Produziert für: Reise Journal 04/1998
Erfurts anheimelnde Atmosphäre nimmt Stadtläufer voll und ganz für sich ein. Rostbrätel, Thüringer Blau-Weiß, bimmelnde Straßenbahnen und Blumenpracht bis in den späten Herbst gehören ebenso zu der Stadt an der Gera wie Kirchen, Klöster und Krämer.

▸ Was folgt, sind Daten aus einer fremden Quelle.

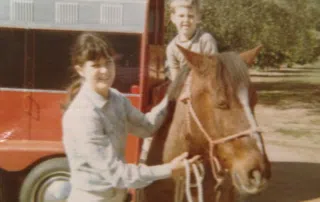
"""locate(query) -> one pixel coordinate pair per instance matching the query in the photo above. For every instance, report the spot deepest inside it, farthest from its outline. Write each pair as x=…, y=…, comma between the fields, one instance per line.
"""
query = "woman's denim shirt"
x=94, y=136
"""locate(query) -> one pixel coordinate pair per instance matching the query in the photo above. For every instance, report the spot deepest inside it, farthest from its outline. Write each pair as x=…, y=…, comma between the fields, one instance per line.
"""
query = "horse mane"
x=232, y=69
x=175, y=87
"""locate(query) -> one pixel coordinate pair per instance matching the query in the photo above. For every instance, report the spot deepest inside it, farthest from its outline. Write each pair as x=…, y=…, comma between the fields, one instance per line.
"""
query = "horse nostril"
x=255, y=177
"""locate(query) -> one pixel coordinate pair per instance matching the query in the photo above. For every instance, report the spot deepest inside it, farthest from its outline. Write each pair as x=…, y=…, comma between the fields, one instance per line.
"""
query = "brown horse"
x=213, y=117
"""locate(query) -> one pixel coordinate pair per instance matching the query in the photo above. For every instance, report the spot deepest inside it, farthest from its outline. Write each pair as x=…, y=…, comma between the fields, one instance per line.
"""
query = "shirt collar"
x=97, y=99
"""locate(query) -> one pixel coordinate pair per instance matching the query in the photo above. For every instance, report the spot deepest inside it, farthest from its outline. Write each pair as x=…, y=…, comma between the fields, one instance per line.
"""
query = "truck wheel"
x=48, y=181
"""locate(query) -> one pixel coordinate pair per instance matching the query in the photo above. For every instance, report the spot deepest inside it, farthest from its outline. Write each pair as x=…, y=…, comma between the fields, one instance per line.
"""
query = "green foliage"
x=286, y=28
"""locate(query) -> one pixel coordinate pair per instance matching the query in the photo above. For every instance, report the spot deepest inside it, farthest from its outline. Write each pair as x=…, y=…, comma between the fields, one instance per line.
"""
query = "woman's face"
x=98, y=74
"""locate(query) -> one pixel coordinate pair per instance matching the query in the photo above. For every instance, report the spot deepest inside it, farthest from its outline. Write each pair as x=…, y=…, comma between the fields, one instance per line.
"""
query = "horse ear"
x=249, y=56
x=195, y=59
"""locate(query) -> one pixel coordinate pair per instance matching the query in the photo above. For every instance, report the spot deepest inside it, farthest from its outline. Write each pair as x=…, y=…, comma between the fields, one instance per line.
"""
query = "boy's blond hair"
x=173, y=4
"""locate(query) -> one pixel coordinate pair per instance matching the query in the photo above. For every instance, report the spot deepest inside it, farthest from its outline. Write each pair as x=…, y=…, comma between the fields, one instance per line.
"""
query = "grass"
x=294, y=132
x=299, y=86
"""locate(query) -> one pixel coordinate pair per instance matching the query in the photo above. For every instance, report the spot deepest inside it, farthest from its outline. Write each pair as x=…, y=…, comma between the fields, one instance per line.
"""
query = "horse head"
x=222, y=124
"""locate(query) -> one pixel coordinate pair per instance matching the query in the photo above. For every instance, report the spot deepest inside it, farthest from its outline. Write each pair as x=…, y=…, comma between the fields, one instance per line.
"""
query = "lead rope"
x=199, y=172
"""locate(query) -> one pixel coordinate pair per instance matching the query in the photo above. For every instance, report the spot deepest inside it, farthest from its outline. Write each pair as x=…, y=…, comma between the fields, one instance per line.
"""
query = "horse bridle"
x=216, y=168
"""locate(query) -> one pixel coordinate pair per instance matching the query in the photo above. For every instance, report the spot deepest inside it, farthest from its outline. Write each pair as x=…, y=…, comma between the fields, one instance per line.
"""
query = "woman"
x=95, y=127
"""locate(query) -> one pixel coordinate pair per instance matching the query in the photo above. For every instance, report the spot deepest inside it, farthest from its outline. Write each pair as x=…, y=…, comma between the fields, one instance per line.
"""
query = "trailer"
x=35, y=41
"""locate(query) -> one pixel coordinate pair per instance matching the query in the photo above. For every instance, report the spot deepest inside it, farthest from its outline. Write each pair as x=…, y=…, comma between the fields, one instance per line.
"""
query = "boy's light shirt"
x=94, y=137
x=201, y=42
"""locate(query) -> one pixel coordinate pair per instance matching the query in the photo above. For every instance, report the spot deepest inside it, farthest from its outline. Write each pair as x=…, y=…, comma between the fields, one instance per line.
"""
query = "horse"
x=212, y=117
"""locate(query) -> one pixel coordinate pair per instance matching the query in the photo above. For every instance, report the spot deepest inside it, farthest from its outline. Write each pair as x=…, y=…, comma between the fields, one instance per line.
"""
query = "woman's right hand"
x=177, y=164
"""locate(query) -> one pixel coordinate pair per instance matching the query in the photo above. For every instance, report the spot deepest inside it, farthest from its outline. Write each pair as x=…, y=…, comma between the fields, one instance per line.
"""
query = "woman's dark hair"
x=87, y=47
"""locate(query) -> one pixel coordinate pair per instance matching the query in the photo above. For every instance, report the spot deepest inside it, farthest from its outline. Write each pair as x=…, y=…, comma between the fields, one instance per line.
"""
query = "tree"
x=286, y=28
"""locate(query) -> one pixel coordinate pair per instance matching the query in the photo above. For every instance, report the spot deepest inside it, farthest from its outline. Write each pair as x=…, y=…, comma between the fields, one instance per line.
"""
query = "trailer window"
x=12, y=58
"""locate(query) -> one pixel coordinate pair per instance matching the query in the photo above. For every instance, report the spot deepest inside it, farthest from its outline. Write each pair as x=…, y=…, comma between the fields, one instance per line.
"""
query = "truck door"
x=14, y=83
x=51, y=76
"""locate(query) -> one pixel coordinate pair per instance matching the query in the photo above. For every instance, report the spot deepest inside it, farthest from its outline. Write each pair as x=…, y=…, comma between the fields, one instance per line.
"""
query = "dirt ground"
x=289, y=114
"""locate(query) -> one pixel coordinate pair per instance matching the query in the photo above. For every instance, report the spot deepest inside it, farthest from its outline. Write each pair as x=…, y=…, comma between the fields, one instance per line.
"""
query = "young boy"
x=185, y=15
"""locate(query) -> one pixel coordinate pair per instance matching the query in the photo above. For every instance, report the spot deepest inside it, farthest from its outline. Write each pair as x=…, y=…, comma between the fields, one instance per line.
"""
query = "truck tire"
x=48, y=181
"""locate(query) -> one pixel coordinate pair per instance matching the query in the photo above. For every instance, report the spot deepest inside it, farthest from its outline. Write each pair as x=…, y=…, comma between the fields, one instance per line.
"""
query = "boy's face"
x=185, y=20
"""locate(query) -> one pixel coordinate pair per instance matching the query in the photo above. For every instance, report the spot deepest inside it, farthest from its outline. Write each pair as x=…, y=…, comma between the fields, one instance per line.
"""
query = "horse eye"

Ein Spaziergang über die Krämerbrücke ist ein wundervoller Ausgangspunkt für die Erkundung der Altstadt. Manch einer merkt kaum, dass er auf einer Brücke flaniert: die 125 Meter lange Krämerbrücke ist beidseits mit Fachwerkhäusern bebaut. Die einzige Brücke dieser Art nördlich der Alpen. Die Ägidienkirche am östlichen Ende ist die letzte Brücktorkirche der Stadt; eine Turmbesteigung lohnt sich unbedingt, der Ausblick ist phantastisch! Händler, Kunsthandwerker und Künstler leben und arbeiten heute auf dieser Brücke, die im Jahre 1325 nach mehreren Bränden erstmals in Stein gebaut wurde.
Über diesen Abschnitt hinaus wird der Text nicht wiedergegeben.